Tuesday, August 23, 2011

1938 Kellogg's Baseball School #5, Infielding

Scavenging through oddball tables at the 2011 National in Chicago turned up today's Corn Flakes box panel, an educational refugee from the late 1930s. This set of tips on handling grounders is just one of a series on position defense, pitching, and hitting that Kellogg's added to their cereal in an effort to compete with General Mills' huge success of players endorsing Wheaties. (See 1936 Wheaties set profile for one example.)

8" x 10" box panel (blank back)

Best thing about this card: Kids trimmed away actual "K"s (from FLAKES) to send away for baseballs, which some probably took right off boxes on the shelves. ("CORN FLAES," anyone?)

I was immediately curious about Kellogg's promotional tie-in with Lew Fonseca. Why sign a former player/manager three years out of baseball to a cereal deal? Did people know him better as an announcer in the 1930s, like Bob Uecker today? The answer was yes, but with longer-lasting significance.

Lew's little mentioned today, but his work with cameras and baseball highlights looms large over modern sports, particularly our TV-driven era. After helping with a Hollywood baseball film in 1927, Lew saw its potential both as an on-field tool for managers and way to share the game to fans around the country. By 1938, most of America knew him for traveling newsreels of World Series stars and All-Star highlights.

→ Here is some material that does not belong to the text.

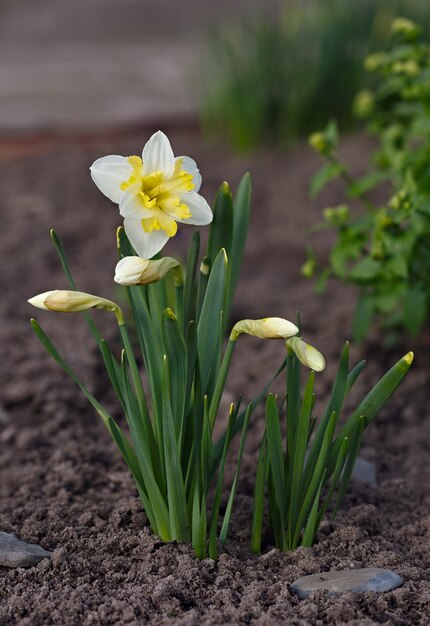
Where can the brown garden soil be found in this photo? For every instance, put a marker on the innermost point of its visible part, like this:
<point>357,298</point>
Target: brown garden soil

1930s Chicago teammate (and future HOFer) Al Simmons picked up the nickname "Bucketfoot" because he stepped out and away during each swing, leaving his front foot "in the bucket" and seemingly far from the plate. Curious why this didn't limit his reach, Fonseca used his camera to figure out how this unusual approach still allowed Al to reach pitches anywhere in the strike zone.

Al Simmons, stepping into the bucket on a hit to left field

Lew's camerawork discovered that Simmons went for the bucket on inside or middle pitches, but stepped straight ahead on pitches away, keeping his bat in the striking zone throughout. (The swing above comes 2:04 into the 1934 All-Star Game highlight film on YouTube.)

This kind of film review seems second nature now, thanks in large part to Fonseca's promotion of traveling highlight compilations. The phrase "highlight reel" came literally from Lew filming, editing, and screening his 16mm films around the country and to troops overseas throughout the 1930s and 1940s.

Read more about Lew in The Innovations of Lew Fonseca, which describes how he built initial support for in-game films, measured the speed of Bob Feller's fastball before radar guns, and captured essential pieces of history like Jackie Robinson's steal of home (above) in the 1955 World Series. It's great stuff.

Value: This low-grade box panel cost $40. They appear so rarely that it's hard to set a market price. (For comparison, the more popular Wheaties panels go for $15 and up, depending on the player pictured.)

Fakes / reprints: Doubt there are any fakes out there, given its lack of a specific player.

1 comment:

The Lost Collector said...

These are cool! Alw3ays love when a cereal got in on the game with baseball cards.